Di pulau Tanimbar, para kapitalis telah menjadikan kekayaan sebagai tujuan utama dalam berpolitik. Mereka berupaya menguasai sumber daya alam yang melimpah di wilayah tersebut, seperti hasil laut dan perkebunan, untuk memperkaya diri mereka sendiri tanpa mempertimbangkan dampaknya terhadap masyarakat lokal. Masyarakat Tanimbar yang memiliki kearifan lokal dan cara hidup yang harmonis dengan alam sering kali dipinggirkan dalam proses pengambilan keputusan yang menyangkut tanah dan sumber daya yang mereka huni dan jalani.
Ketidakpuasan dan rasa ketidakadilan sering kali muncul di kalangan penduduk asli, yang merasa bahwa kekayaan yang dihasilkan dari tanah mereka tidak kembali untuk kesejahteraan mereka. Para kapitalis ini, yang hanya memikirkan keuntungan jangka pendek, acapkali merusak ekosistem lokal, sehingga mengancam keberlangsungan hidup masyarakat Tanimbar yang bergantung pada alam. Policy politik dan praktik korupsi sering menjadi senjata dalam memuluskan kepentingan mereka, yang menambah kompleksitas permasalahan.

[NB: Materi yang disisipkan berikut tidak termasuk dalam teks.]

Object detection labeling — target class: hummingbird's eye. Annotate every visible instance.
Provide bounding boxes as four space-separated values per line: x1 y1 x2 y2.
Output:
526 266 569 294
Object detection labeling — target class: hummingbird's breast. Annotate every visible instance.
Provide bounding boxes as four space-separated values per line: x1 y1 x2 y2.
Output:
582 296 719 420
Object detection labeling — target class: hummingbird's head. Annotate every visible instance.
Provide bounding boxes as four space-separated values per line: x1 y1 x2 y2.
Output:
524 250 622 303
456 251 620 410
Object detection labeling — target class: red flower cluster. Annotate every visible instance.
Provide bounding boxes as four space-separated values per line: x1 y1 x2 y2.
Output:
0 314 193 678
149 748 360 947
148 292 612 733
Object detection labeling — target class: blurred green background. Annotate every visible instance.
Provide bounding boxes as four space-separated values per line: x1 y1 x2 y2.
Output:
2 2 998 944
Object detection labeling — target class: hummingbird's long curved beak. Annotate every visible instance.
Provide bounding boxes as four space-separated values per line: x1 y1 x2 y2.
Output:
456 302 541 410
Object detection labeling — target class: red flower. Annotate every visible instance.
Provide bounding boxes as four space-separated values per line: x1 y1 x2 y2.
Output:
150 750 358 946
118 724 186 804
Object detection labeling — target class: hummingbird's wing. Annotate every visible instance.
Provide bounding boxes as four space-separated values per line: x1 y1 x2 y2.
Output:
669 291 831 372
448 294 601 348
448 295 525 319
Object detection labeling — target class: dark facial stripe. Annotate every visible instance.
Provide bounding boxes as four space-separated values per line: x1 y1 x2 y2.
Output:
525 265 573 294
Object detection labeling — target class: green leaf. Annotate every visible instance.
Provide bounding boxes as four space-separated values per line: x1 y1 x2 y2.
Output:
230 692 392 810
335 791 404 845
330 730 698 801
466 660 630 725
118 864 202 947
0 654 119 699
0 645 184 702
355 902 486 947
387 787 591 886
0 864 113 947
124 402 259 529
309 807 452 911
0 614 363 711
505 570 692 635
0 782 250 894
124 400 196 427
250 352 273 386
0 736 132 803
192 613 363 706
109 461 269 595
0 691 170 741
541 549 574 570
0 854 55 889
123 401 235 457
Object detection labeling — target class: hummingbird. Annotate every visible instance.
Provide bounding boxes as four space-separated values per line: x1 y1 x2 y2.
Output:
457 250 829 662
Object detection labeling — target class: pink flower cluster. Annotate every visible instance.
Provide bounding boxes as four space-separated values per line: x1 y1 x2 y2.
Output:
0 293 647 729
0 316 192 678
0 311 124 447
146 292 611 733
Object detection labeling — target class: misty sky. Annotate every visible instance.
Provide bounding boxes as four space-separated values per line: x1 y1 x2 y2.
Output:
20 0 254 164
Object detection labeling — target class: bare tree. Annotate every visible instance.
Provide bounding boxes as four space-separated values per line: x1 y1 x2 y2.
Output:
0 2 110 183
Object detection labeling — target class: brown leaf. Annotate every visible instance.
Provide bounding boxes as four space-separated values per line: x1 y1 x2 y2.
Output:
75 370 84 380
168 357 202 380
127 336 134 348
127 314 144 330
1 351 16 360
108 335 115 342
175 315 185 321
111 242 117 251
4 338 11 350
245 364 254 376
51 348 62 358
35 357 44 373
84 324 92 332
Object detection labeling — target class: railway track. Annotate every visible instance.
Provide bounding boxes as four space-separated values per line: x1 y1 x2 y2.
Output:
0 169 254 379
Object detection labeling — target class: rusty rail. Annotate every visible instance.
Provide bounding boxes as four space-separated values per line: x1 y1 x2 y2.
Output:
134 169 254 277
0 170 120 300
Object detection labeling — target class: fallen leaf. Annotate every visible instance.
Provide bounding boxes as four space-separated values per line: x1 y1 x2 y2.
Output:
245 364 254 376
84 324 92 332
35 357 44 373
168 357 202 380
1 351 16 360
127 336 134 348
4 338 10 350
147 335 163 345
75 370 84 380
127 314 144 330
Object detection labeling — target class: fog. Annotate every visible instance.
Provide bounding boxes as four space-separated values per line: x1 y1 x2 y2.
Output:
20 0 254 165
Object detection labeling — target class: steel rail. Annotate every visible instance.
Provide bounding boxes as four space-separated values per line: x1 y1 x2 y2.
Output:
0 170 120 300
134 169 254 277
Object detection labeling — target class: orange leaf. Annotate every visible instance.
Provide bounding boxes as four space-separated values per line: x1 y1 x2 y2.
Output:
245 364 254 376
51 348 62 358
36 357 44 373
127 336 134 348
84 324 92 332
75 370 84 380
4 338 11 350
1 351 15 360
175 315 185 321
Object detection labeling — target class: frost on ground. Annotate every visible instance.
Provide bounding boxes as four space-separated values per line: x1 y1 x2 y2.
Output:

Tanimbar seharusnya bisa menjadi simbol keberlanjutan dan kemandirian bagi penduduknya. Namun, apa yang terjadi saat ini menunjukkan betapa mereka terjebak dalam lingkaran kebijakan yang tidak berpihak. Untuk mengubah keadaan ini, dibutuhkan kesadaran kolektif dari masyarakat dan dukungan dari semua pihak untuk mengejar keadilan dan hak-hak atas tanah yang telah menjadi sumber kehidupan mereka selama berabad-abad. Tanpa upaya tersebut, para kapitalis yang rakus akan terus bergerak, meninggalkan jejak kerusakan dan ketidakpuasan yang mendalam.